Grupo de risco e economia

Além de dar despesa para o Estado, para que serve um velho?

Cena: consultório médico.

Conversa entre médico e paciente do grupo de risco. Paciente entra curvado e andando com dificuldade. Segue o diálogo:

– Bom dia, Doutor.

– Bom dia, Sr. Sente-se, por gentileza. Preciso fazer sua ficha antes de começar a consulta, OK? Nome completo e idade, por favor?

– Pois não. Meu nome é João Ribeiro da Silva. E tenho 89 anos, o Sr. me desculpe.

– Desculpas por quê?

– Farei 90 anos em breve. Fico muito incomodado e constrangido por isso. Não gosto de revelar minha idade.

– Vaidoso o Sr, não ? – disse o médico ironicamente.

– Não, doutor. Não é por vaidade não. Fico constrangido porque descobri que dou muito prejuízo para o Brasil.  Para a economia.

– Como assim?  O Sr. deveria estar feliz! Disposto e com saúde, pelo que posso perceber. Quem lhe disse essa história de prejuízo?

– Um Ministro de Estado disse isso outro dia. Vi na TV. Fiquei arrasado. Essa saúde toda, que vergonha! Sabe, eu até menti a minha idade quando falei com a atendente lá fora. Para que ninguém me olhasse com olhos enviesados e a moça  não me atendesse com má vontade. Sei que os médicos não podem ficar perdendo tempo comigo. Há tantos jovens pra cuidar, não é mesmo? Sei que prejudico muita gente.

– Não diga isso. O Sr. tem direito. Não trabalhou a vida toda, não pagou seus impostos?

– Claro, doutor. Trabalhei mais de 40 anos e contribuí para a Previdência Social. Mas todo mundo diz que se eu viver muito a previdência quebra… Não posso quebrar a previdência. É por isso que fiz tudo direitinho. Tudo.

– Direitinho como? Perguntou o médico, interessado.

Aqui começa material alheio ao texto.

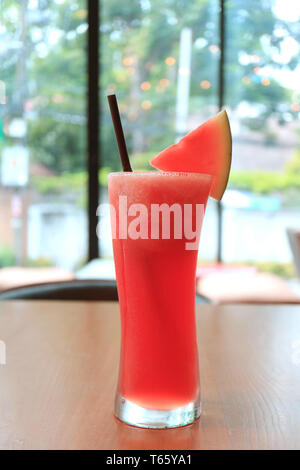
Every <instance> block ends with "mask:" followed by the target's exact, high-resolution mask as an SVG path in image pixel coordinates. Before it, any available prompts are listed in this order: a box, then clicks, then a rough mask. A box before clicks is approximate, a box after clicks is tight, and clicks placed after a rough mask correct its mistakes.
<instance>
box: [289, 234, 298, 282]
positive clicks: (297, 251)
mask: <svg viewBox="0 0 300 470" xmlns="http://www.w3.org/2000/svg"><path fill="white" fill-rule="evenodd" d="M286 233H287V236H288V240H289V244H290V248H291V251H292V255H293V259H294V265H295V268H296V271H297V274H298V277H300V231H299V230H295V229H291V228H288V229H287V231H286Z"/></svg>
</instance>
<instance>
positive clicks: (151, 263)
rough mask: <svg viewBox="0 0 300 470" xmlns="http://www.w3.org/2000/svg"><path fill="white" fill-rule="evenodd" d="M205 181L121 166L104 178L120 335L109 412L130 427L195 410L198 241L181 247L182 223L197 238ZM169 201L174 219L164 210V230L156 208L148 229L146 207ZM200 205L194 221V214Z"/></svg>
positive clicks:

– Ah, Doutor. Segui todas as recomendações do governo. Todos os exemplos. Andei por aí sem máscara, caminhei em meio a multidões, fiz visitas a amigos e parentes,  compareci a várias festas dançantes para idosos, fui às compras e participei de bingos e dos festejos familiares no final do ano. Frequentei praias. Tomei cafezinho em padarias.  Andei até de motocicleta sem capacete. Tudo durante a pandemia.

– Meu Deus! Que perigo. E a covid?

– Pois é . Eu peguei. Fui infectado. Logo depois dos festejos do Carnaval de rua.  Mas sobrevivi. Veja que desgraça!

– Desgraça??? Perguntou o médico, incrédulo.

–  Claro. Gastei recursos públicos! Precisei de internação, oxigênio, remédios, um horror.

–  Pelo menos tomou vacina? O Sr. é do grupo de risco.

– Não, claro que não. Já disse ao senhor que segui todas as recomendações do governo.

– Entendo, disse o médico (sem compreender nada).

– Mas agora não entendo mais nada, lamentou o idoso.

– Não entende o quê?

– Depois de mais de um ano de pandemia e 400 mil mortos, o governo agora está fazendo propaganda para eu usar máscara! Vi até o Zé Gotinha de máscara. É bem verdade que o Zé Gotinha é jovem…  E também não tinha nenhum velhinho na propaganda.

– Não é que o Sr. tem razão? Não vi nenhum velhinho mesmo na propaganda. Que interessante… – disse o médico. Mas o importante é que o Sr. está aqui, firme e forte.

– Sim, infelizmente. Mas se Deus quiser, por pouco tempo.  O Sr.  acredita que eu até tentei colaborar com o governo de outra forma?

– É mesmo? De que forma? – indagou o médico, com sincero interesse.

–  Aproveitei as facilidades atuais e comprei uma arma. Para autodefesa. Vi na TV também que era importante para acabar com a violência.

– E o Sr. sabe manusear uma arma?

–  Não sei, não senhor.  Mas precisava ajudar a acabar com a violência. E foi um tiro no pé. Aliás, é por isso que estou aqui.

– Como assim?

– O tiro no pé. Meu pé. Atirei nele sem querer. Mas não me arrependo de ter comprado a arma.

– Não?????

– Não. Podem até reclamar que dou muita despesa para o Estado. Mas ninguém vai me chamar de maricas. Isso eu não aceito!